The key part of all predictability studies, also important for human mobility data mining, is converting the original data source into a sequence of visited locations. Multiple studies14,15,16 demonstrated that not only the spatio-temporal resolution of the data but also the trajectory processing method significantly affects the entropy and predictability of the data. An original approach from the work of Song et al.5 was to determine a person’s location at regular time intervals \(\Delta t\) (we refer to it as the next time-bin approach). Ikanovic and Mollgaard15, and Cuttone et al.16 simultaneously noticed that this method creates many self-transitions, that is cases when a person stays in the same location in the next time-bin. Because predictability is measured as the number of correctly predicted symbols, the high number of self-transitions artificially enhances its value as it is easy to predict them. Moreover, movement trajectories have data gaps (i.e. data are missing because the device stopped working or the position was recorded with a high error and had to be removed18), thus this method tends to create empty time-bins. These missing data decrease predictability estimation. To address it, Ikanovic and Mollgaard15, and Cuttone et al.16 have proposed an alternative approach, referred to as the next place sequence, where all self-transitions are eliminated, also removing the temporal dimension from the sequences. For the same sequence processed with the next place approach the predictability was lower (dropping from \(\Pi _{max} = 95\%\) to around \(\Pi _{max} = 70\%\)).

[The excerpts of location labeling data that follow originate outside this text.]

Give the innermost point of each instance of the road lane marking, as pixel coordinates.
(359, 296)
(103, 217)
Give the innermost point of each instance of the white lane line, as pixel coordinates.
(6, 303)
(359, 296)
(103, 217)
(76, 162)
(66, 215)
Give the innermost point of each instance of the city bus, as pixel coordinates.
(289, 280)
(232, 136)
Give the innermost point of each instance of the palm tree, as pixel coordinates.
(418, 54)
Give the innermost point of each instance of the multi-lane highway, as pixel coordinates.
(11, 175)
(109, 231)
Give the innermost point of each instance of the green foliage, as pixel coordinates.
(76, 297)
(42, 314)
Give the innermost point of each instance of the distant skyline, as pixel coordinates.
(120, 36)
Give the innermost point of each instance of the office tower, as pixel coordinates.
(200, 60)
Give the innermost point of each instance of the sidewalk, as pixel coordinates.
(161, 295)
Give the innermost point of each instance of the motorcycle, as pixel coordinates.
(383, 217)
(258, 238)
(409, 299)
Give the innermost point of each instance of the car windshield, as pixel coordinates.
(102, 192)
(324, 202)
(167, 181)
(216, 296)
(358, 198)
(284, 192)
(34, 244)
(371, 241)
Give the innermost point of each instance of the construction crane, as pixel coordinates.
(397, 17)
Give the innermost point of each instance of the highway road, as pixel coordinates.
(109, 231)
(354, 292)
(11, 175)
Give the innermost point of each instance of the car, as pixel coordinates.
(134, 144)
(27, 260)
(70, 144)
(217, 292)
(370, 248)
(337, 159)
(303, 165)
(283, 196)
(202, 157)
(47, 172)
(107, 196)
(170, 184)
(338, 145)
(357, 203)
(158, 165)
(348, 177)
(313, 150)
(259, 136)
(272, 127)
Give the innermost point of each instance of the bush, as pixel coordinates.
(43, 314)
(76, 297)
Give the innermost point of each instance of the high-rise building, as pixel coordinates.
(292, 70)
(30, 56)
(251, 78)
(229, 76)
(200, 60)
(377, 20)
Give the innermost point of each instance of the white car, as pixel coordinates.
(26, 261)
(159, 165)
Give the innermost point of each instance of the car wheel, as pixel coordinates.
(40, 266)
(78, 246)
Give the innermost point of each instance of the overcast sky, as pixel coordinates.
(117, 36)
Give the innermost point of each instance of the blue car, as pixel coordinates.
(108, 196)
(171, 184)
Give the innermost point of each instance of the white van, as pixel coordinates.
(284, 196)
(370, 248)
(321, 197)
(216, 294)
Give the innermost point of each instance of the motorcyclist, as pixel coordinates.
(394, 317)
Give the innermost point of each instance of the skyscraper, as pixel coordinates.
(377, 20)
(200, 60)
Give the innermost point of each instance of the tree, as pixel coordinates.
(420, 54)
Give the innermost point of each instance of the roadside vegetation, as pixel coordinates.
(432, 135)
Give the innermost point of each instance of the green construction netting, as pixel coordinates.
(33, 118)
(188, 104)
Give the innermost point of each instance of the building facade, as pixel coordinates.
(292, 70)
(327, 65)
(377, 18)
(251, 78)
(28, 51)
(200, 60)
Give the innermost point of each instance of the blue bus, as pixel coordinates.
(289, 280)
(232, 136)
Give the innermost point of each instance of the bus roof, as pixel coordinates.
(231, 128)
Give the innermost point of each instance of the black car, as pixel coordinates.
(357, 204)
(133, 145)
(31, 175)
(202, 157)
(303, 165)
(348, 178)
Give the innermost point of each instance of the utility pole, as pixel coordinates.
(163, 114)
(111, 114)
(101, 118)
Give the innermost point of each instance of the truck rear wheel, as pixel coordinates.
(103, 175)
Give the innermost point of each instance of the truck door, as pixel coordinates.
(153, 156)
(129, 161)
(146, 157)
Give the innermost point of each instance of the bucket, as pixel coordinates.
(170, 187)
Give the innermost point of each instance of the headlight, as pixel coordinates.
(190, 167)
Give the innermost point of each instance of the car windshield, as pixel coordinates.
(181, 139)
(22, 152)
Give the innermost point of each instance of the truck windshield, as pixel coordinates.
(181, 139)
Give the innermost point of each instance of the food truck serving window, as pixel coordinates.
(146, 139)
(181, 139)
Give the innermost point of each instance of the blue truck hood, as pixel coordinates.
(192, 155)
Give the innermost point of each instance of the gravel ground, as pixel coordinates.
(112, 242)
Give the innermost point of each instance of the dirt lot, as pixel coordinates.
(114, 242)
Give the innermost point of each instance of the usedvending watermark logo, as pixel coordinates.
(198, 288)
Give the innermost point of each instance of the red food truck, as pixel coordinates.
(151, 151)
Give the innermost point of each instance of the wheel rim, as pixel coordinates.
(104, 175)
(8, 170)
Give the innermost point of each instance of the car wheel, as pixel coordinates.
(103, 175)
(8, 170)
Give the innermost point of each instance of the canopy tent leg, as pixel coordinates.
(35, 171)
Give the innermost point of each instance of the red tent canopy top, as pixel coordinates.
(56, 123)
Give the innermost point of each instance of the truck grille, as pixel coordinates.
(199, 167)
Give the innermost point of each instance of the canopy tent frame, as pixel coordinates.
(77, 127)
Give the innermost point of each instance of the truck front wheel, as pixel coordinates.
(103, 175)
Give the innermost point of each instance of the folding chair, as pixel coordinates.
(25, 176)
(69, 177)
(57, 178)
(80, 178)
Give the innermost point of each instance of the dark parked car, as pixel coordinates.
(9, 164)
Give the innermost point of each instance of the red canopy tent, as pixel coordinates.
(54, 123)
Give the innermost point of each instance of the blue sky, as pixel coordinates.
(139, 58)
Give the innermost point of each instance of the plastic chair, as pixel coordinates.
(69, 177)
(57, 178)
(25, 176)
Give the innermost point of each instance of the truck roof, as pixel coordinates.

High-precision location data require the application of spatio-temporal aggregation methods to assign spatially close (lying within a predefined range) data points to a single location, called stay-region. In human mobility studies, this is a commonly applied data processing step that is designed to group data points into meaningful locations which form a sequence19,20. In the mobile phone data, this issue is usually omitted as mobile phone locations are recorded as cell tower locations. The movement is recorded as a sequence of towers’ identifiers, and the area tessellation is based on the Voronoi diagram5. In the majority of works on human mobility predictability, for the next time-bin approach, space was divided into cells of a uniform grid14,15,16,17. Each data record was assigned to the cell of the grid within which it lied and was represented by a unique cell identifier. Then, the data were temporally aggregated by selecting a location within which a person spent most of the time during the current time interval. Different sizes of cells were used to assess the impact of data resolution on predictability. Another method of spatial aggregation was used for the next place sequences15,16, where points were aggregated in a two-step clustering process. First, data were filtered to remove noisy data points and then the remaining locations were grouped into clusters based on spatial and/or temporal conditions, ensuring their similarity, thus describing the same location. Data filtering is motivated by removing meaningless data points such as travels and stops in traffic jams to focus only on the intentionally visited places. Temporal aggregation does not apply to this case.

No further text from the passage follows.